The two companies have now applied for an antitrust ruling from the European Union. Its case has a provisional deadline of July 24, when it will either be cleared or subjected to a more in-depth investigation. The E.U., in a document dated June 27, has invited "third parties to submit their possible observations on the proposed operation" by July 7.

So are things going better than expected? Lucatel isn't budging from the official party line, saying only that the merger is on course to close in the October-April timeframe and that further approvals (from various regulators, governments, and investors) are still needed. Oh, and a new name for the combined entity hasn't been decided upon yet.

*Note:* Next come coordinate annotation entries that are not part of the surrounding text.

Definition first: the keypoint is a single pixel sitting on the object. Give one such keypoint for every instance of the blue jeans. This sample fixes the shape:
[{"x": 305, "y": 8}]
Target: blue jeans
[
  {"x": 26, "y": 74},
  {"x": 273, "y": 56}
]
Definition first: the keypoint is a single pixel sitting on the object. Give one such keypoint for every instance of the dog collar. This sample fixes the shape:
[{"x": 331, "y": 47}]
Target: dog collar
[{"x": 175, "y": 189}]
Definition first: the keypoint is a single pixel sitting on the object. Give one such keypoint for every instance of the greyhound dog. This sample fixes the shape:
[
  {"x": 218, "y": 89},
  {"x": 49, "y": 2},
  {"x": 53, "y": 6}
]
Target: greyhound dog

But not everything is going smoothly, according to an industry source who requested anonymity. He says there "is a lot of politics" and that one of the main challenges for the merger integration teams -- led by a senior executive from each of the vendors -- has been to find roles for all the senior executives from both companies. (See Alcatel, Lucent Name Team.)

Speculation also persists about Alcatel's chief operating officer, Mike Quigley. He was due to succeed Serge Tchuruk as CEO of Alcatel this year, but following the merger announcement Lucent's CEO Pat Russo was named as head of the merged companies, leaving Quigley with the COO badge.

Sources say his relationship with Tchuruk has been strained, and that he is unhappy at being passed over for the top job. Alcatel declined to comment on issues directly related to Quigley, who could not be contacted directly by Light Reading.

In the meantime, Alcatel and Lucent continue to operate as separate companies and launch new products, including those that, arguably, overlap each others' portfolios. One source says both companies' product teams are, naturally, "trying to protect turf" during the merger process. (See Lucent Focuses on Acuity and Lucatel Tightens Grip on Telefónica.)

The Lucatel pair aren't the only telecom vendors embroiled in M&A issues, of course. (See Nokia, Siemens Create Networks Giant, Is Nortel the Old Maid in Telecom M&A?, Who's Going to Buy Tellabs?, and Sonus Looks to Buy & Get Bigger.)

Alcatel's share price currently stands at $12.35, down a significant $3.05, or 20 percent, from the $15.40 price it commanded when the merger was announced on April 2. Lucent's stock is at $2.37, down $0.68, about 23 percent, from the $3.05 price it commanded at that time.